The Release of Government's EU Exit Analysis

The EU free trade agreements still expected to cost the UK by 4.8 percent of its projected economic growth for the next 15 years, based on the confidential government ‘EU exit analysis’ released yesterday. The decline in growth amounted to £55 billion of the British government debt by 2033, which could further negate the expected ‘Brexit dividend’ by the supporters of the EU exit. The report was issued by the department of Exiting the EU committee. Moreover, Brexit Secretary David Davis stated that the published document should be kept confidential but some parts of the material were already leaked to the media last month.

The alternative option led by Theresa May’s team is the “Membership of the single market” but was ruled out due to the possible drop in GDP by 1.6 percent. On one hand, the ‘no deal’ Brexit would return the UK trading with the EU-27 under the standards of the World Trade Organisation and would cost 7.7 percent of the GDP based on the government numbers. This could result in a surge of government borrowing by £20 billion and £80 billion, respectively. With this, there are assumptions that approximately 40,000 to 90,000 EU migrants are planning to leave the United Kingdom.

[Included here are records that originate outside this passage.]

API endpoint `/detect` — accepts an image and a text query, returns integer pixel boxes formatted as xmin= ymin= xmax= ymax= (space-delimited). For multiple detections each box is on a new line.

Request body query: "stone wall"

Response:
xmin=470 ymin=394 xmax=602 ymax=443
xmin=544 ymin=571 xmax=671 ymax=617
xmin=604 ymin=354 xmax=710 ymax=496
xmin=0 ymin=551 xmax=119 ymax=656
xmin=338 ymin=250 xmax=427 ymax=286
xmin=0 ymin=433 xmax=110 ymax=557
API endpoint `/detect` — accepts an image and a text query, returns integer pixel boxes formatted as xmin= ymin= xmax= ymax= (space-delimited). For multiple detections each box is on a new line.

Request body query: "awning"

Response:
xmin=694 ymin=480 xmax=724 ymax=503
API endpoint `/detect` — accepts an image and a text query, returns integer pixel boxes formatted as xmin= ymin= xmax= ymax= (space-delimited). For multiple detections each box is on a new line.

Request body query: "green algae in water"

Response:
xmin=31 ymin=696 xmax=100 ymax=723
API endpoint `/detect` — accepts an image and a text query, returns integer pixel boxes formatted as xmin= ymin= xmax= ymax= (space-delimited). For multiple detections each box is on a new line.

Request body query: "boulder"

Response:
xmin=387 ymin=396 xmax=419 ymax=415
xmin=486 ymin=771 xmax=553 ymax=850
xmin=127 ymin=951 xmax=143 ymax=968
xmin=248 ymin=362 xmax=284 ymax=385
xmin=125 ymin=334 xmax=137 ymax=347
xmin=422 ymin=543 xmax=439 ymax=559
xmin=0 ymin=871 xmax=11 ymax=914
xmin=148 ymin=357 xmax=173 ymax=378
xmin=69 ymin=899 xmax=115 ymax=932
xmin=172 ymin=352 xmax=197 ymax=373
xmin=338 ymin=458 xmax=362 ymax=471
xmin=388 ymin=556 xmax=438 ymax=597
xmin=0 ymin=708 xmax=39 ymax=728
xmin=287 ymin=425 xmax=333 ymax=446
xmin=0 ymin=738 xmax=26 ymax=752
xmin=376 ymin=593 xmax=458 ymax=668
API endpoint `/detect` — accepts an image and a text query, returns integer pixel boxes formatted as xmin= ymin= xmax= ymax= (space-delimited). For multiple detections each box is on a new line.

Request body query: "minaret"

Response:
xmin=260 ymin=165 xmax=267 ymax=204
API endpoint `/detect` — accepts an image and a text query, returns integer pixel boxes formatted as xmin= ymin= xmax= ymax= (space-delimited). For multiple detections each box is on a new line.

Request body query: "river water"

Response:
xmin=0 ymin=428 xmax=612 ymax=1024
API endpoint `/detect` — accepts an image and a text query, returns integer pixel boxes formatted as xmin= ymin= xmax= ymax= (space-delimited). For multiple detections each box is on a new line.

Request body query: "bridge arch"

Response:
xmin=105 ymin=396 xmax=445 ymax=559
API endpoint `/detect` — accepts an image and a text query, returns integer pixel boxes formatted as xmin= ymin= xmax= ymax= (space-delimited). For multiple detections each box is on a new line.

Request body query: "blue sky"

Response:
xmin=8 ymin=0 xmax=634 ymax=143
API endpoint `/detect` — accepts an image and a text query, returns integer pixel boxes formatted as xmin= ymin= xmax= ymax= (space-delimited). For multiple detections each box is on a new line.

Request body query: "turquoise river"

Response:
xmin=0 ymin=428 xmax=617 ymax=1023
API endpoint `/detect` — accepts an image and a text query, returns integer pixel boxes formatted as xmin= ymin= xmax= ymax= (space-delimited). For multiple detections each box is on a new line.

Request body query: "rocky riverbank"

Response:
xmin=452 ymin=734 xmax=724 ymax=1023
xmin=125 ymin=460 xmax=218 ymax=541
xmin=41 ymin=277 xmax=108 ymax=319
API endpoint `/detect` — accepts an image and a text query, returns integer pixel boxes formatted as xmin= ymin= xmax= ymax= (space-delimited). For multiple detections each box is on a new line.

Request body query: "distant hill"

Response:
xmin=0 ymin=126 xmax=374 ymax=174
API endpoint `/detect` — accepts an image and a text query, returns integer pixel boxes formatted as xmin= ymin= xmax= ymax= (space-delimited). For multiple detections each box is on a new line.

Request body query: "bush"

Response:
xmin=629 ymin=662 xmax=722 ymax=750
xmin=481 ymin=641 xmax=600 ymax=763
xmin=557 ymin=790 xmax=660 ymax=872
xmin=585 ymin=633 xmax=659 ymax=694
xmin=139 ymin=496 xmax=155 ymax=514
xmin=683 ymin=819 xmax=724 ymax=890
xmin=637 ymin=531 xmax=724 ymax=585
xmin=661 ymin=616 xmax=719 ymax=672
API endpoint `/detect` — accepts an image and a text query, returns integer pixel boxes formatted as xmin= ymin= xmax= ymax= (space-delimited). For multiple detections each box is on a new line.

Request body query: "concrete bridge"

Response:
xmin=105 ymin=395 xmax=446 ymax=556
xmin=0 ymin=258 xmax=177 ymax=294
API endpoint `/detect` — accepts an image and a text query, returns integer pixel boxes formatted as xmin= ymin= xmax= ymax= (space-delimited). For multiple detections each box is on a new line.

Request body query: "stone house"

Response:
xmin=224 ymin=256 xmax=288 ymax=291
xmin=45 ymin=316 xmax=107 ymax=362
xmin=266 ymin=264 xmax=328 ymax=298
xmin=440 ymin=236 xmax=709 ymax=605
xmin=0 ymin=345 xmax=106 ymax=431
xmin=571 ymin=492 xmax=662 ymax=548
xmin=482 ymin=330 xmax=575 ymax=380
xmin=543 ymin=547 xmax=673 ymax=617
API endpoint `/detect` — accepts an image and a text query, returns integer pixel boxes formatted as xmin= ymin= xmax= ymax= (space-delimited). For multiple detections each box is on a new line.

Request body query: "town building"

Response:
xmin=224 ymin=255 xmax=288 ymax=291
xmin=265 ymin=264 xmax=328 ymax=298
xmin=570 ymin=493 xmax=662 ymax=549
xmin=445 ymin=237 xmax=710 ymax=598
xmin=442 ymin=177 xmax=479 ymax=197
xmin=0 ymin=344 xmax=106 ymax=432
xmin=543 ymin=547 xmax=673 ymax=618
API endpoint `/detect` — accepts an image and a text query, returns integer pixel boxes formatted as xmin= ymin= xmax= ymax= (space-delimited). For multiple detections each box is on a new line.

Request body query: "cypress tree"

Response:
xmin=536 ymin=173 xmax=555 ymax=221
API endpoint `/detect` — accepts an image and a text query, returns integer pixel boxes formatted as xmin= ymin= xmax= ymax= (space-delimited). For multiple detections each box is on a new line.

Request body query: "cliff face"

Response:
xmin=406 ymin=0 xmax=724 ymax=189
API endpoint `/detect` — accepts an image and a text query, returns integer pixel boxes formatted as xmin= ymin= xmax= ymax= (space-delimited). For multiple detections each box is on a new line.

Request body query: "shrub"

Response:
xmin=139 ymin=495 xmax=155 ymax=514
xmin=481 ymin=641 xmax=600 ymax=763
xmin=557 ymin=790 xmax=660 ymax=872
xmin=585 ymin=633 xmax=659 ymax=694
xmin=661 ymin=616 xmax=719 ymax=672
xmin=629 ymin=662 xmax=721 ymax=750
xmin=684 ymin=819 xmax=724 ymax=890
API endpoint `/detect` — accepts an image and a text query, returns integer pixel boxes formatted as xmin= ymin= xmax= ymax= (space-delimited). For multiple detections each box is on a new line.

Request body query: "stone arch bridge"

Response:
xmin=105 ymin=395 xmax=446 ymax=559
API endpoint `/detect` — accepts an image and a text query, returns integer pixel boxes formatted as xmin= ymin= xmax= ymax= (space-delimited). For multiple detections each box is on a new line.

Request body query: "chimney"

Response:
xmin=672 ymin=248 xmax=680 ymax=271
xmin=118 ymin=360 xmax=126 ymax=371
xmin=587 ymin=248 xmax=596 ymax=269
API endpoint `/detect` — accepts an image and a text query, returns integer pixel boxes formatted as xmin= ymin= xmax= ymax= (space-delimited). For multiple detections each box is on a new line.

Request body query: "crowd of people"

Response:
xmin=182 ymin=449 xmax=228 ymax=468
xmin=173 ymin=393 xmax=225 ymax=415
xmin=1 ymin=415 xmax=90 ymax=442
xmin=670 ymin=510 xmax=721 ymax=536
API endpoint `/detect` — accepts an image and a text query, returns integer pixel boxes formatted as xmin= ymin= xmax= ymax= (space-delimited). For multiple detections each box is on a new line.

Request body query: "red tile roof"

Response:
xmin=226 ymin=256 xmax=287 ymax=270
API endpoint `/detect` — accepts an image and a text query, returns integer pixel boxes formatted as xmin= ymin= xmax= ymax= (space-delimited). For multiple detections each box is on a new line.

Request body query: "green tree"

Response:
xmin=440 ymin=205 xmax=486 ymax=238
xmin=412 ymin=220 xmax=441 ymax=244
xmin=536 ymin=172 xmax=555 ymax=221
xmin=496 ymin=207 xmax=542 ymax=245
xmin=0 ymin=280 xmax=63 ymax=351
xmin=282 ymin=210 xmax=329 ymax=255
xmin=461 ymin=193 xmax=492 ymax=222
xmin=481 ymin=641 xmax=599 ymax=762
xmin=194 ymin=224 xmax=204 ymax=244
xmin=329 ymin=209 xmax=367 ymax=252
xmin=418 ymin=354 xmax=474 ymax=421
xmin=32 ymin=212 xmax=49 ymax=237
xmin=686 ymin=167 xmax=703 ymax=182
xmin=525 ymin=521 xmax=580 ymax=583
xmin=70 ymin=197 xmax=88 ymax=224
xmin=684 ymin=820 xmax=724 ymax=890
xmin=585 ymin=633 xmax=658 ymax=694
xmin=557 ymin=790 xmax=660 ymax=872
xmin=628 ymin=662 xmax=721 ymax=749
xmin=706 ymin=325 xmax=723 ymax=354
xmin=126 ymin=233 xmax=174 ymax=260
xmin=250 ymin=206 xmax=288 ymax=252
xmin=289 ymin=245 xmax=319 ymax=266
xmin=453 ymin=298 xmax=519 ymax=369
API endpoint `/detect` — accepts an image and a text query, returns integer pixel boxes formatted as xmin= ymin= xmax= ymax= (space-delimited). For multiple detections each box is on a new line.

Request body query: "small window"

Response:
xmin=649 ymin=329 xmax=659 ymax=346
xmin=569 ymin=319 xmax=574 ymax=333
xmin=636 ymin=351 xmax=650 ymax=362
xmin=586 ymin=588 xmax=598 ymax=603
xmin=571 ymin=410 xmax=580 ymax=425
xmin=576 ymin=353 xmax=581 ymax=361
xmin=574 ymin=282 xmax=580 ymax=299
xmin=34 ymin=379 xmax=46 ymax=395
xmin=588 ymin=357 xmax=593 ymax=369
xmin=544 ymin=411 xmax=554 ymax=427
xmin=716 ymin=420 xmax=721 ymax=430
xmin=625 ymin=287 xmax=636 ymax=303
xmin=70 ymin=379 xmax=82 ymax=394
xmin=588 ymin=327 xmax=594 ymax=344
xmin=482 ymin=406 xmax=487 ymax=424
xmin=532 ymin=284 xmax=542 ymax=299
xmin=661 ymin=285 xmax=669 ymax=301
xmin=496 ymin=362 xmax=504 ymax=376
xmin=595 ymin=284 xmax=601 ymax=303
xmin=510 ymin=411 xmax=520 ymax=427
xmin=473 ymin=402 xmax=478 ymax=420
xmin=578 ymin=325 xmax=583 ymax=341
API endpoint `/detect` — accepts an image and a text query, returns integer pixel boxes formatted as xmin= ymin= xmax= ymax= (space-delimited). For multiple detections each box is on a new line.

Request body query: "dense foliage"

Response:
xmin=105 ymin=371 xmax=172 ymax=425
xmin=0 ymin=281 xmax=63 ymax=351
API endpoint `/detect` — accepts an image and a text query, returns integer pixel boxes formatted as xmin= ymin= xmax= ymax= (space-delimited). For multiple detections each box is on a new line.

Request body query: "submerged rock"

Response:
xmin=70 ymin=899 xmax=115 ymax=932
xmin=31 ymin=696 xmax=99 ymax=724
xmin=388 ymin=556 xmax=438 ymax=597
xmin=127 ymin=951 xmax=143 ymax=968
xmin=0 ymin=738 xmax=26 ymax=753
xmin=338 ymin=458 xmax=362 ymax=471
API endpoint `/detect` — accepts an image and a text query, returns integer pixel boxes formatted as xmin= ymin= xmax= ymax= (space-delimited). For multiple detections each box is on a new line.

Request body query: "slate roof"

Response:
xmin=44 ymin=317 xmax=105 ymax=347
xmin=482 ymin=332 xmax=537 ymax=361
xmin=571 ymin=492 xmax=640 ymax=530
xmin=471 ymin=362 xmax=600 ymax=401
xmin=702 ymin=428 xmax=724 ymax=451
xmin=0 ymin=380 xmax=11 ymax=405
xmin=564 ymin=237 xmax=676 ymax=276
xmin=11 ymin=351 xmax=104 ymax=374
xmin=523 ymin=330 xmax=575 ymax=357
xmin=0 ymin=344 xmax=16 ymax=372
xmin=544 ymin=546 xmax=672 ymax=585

Included in the analysis is the projected economic benefits from the reducing regulations. The government of Britain would likely create its original version of impact assessment, however, some of the think tanks are expected to see potential gains around zero and 2 percent only of the GDP. Nevertheless, the report does not mainly evaluate the short-term economic effect of Brexit.

It further shows that the free trade deal with the United States would benefit the UK GDP by 0.2 percent in the longer term. While another concession with countries under the trans-Pacific and south-east Asia regional group such as Australia, China, India and New Zealand is expected to add 0.1 to 0.4 percent of GDP. Ministers of Britain are hoping to start the talks prior to the Brexit scheduled in March 2019, but this plan seems to be already abandoned.